# A ban on import? - EUARK sumit notes on FBH Website



## EUARK Tony (Jun 18, 2012)

Hello all,
*"If a ban was implemented on the importation of live reptiles and amphibians, both wild caught and captive bred into Europe, would you care?"*

Please see below a link to the FBH website. It shows the notes from a recent EUARK summit meeting in Germany. It briefly outlines the history of the work done by FBH and REPTA in Britain to protect our reptile hobby and looks at the treats for the future that we face from Europe. 

This document is already out of date and the issue is quickly gaining gravitas. As you are probably aware, FBH and EUARK representatives have recently returned from a conference in Brussels to discuss these matters.

More bulletins will be released soon.

In the meantime, here's the link to the EUARK summit notes

Federation of British Herpetologists - EUARK Summit Notes

And here you can view the EUARK brochure outlining our current position.

http://www.fbh.org.uk/news/downloads/euark_brochure_2012.pdf

Regards
EUARK Tony


----------



## Pete Q (Dec 4, 2007)

EUARK Tony said:


> Hello all,
> *"If a ban was implemented on the importation of live reptiles and amphibians, both wild caught and captive bred into Europe, would you care?"*
> 
> Please see below a link to the FBH website. It shows the notes from a recent EUARK summit meeting in Germany.
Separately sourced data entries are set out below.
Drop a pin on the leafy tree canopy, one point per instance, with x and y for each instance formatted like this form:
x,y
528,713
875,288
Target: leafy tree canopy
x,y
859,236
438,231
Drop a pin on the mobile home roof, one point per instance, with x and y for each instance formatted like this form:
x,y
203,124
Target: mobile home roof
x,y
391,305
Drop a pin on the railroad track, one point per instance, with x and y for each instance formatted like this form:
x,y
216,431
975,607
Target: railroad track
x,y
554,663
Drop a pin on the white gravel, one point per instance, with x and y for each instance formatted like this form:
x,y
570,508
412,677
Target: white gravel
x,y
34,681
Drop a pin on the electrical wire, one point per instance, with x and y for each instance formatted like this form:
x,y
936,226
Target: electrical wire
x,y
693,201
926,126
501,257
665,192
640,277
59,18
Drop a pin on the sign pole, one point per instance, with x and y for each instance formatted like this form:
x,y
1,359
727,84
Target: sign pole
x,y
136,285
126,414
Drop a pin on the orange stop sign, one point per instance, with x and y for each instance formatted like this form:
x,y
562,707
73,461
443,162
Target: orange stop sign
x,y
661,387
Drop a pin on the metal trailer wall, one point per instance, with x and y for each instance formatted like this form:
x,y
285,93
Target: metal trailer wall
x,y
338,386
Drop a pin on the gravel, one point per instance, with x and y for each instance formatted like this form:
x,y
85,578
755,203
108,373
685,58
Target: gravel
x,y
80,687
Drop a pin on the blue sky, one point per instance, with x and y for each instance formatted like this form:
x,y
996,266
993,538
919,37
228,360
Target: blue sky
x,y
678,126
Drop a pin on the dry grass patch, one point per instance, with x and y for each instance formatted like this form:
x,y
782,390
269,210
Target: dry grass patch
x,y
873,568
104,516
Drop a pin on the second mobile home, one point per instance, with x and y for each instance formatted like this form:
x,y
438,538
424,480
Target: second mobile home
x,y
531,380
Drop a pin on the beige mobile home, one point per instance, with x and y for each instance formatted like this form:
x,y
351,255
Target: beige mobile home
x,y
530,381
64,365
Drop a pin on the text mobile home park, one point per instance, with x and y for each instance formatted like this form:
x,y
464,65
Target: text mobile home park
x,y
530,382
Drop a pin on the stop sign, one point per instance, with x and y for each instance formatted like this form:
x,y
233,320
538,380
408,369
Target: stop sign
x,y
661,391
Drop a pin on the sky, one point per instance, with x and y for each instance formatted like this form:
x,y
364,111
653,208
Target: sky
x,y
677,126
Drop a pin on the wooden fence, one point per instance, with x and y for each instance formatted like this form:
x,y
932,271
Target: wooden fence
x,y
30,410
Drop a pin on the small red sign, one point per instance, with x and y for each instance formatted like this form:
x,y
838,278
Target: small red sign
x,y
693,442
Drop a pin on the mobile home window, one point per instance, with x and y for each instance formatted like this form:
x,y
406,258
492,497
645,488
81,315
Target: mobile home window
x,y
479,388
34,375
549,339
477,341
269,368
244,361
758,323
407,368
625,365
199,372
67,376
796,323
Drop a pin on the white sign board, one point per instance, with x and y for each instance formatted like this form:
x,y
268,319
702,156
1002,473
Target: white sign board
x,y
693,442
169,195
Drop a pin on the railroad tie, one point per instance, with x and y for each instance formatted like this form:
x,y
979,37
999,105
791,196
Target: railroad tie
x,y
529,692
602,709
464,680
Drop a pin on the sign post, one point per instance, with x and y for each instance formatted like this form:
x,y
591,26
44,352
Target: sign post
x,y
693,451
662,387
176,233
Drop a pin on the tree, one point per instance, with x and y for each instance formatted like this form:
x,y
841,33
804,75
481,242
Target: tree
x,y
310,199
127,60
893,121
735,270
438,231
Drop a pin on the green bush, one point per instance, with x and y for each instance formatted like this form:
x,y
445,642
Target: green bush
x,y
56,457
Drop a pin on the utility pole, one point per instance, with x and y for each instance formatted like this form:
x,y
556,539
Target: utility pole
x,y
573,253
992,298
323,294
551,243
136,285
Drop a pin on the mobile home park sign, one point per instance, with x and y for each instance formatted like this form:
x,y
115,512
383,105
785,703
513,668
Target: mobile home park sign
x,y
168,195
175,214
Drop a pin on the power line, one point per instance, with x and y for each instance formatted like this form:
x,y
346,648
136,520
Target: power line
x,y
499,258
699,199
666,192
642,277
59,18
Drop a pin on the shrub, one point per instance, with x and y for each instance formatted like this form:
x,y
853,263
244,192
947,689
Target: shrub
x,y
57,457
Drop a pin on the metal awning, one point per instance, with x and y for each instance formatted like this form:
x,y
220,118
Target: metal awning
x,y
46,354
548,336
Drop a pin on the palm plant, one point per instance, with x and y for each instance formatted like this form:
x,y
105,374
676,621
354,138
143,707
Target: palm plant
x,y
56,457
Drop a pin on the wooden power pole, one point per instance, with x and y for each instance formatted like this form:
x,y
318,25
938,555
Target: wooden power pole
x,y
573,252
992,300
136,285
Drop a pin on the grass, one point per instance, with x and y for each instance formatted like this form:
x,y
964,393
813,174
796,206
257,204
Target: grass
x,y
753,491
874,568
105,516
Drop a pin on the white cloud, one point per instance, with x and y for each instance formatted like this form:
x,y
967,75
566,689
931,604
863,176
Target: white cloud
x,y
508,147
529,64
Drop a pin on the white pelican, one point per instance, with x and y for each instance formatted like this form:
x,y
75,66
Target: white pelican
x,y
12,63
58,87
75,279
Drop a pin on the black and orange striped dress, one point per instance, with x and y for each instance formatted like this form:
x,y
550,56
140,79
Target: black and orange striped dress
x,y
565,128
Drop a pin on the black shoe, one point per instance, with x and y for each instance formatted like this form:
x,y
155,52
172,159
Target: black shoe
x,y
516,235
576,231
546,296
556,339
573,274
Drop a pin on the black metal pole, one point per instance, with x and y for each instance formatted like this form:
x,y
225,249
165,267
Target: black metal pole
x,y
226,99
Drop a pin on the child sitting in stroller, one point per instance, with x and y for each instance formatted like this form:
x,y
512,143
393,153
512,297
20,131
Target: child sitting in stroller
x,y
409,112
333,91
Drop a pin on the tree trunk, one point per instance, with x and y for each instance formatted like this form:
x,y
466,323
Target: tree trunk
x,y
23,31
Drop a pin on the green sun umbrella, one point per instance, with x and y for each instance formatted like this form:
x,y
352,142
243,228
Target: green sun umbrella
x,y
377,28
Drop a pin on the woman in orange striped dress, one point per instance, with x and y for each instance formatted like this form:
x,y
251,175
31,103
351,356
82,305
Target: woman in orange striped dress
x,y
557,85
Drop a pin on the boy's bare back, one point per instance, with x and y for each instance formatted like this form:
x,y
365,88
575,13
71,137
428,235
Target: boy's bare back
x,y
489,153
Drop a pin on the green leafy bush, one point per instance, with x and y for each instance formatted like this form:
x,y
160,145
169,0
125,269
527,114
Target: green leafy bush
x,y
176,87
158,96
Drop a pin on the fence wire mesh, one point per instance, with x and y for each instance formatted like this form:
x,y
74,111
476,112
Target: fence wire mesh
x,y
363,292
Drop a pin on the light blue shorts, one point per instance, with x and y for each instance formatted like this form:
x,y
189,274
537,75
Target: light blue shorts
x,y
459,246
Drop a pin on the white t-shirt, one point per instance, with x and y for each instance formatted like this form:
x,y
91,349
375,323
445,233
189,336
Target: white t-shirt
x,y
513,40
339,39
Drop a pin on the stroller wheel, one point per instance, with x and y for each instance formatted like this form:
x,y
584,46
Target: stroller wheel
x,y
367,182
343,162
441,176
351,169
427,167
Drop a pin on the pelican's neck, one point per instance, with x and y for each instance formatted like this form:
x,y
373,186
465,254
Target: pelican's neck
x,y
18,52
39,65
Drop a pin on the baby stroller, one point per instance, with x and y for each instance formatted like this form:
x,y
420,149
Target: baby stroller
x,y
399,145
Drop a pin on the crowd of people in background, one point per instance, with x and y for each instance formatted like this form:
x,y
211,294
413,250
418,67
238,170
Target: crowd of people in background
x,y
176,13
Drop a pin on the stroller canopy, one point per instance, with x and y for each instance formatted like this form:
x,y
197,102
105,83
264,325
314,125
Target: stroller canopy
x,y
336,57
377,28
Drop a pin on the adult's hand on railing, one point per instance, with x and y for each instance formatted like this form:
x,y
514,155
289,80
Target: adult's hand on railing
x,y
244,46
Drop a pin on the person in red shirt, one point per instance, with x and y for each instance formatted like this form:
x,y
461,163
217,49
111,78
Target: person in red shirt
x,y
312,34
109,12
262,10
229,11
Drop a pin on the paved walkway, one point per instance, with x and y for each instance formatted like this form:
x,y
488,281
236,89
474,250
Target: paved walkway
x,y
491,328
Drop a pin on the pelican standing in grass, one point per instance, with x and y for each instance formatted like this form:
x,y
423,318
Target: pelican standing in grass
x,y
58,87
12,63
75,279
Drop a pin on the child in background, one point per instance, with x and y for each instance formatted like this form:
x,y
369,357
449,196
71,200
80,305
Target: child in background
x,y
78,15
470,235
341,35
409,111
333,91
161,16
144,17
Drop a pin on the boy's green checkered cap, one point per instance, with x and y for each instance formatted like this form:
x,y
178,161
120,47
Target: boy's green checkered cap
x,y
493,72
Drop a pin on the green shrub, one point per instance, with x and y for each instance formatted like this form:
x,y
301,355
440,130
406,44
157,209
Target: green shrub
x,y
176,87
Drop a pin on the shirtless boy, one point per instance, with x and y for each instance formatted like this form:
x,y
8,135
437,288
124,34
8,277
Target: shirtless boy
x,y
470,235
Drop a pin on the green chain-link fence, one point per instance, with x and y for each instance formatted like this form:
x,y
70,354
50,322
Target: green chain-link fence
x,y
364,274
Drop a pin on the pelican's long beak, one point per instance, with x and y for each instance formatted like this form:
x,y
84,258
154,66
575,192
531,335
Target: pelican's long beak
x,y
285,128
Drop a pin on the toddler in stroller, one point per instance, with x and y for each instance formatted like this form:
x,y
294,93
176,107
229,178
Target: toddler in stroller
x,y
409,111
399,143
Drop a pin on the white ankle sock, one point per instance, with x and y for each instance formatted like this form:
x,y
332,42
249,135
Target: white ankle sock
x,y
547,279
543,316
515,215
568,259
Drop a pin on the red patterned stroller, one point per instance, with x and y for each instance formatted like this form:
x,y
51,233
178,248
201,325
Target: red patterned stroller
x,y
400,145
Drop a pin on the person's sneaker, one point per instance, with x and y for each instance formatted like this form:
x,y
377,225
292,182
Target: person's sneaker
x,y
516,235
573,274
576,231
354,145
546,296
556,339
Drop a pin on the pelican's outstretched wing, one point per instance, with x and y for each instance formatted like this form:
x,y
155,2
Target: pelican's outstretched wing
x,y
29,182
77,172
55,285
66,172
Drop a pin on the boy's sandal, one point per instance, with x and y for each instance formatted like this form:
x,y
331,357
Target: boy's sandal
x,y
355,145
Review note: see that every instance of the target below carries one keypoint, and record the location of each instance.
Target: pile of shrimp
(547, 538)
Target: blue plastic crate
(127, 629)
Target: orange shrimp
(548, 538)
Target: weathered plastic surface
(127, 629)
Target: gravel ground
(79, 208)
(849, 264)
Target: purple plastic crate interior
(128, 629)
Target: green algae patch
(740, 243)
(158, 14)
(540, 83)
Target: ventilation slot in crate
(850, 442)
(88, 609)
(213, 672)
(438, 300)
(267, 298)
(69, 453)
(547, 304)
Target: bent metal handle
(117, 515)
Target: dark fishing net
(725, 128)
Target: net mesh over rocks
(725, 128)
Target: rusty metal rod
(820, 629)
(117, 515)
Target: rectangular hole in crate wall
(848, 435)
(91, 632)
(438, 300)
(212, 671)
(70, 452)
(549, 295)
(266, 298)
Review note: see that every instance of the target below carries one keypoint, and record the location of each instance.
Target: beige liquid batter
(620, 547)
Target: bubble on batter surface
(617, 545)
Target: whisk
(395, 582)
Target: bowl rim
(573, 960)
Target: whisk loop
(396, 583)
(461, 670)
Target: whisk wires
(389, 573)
It briefly outlines the history of the work done by FBH and REPTA in Britain to protect our reptile hobby and looks at the treats for the future that we face from Europe.
> ...


Love it, great peace of work.


----------



## chrisc (Aug 6, 2011)

i have donated to the FBH its not much but if we can all donate a small amount theres enough of us so it will soon add up to a nice ammount.

i have also emailed my local MEP's and the ukip political party in the hope that they may be able to help have also posted your updates on every forum an facebook group and urged people to donate if they can and to contact their local MEP'S.

is there anything else we can do to help fight this an support you lot?

thank you to all who are working their asses off to help safeguard our hobby and way of life for many people


----------



## chrisc (Aug 6, 2011)

have just donate £20 that was raised by the people at the swindon reptile keepers meet that was held this evening


----------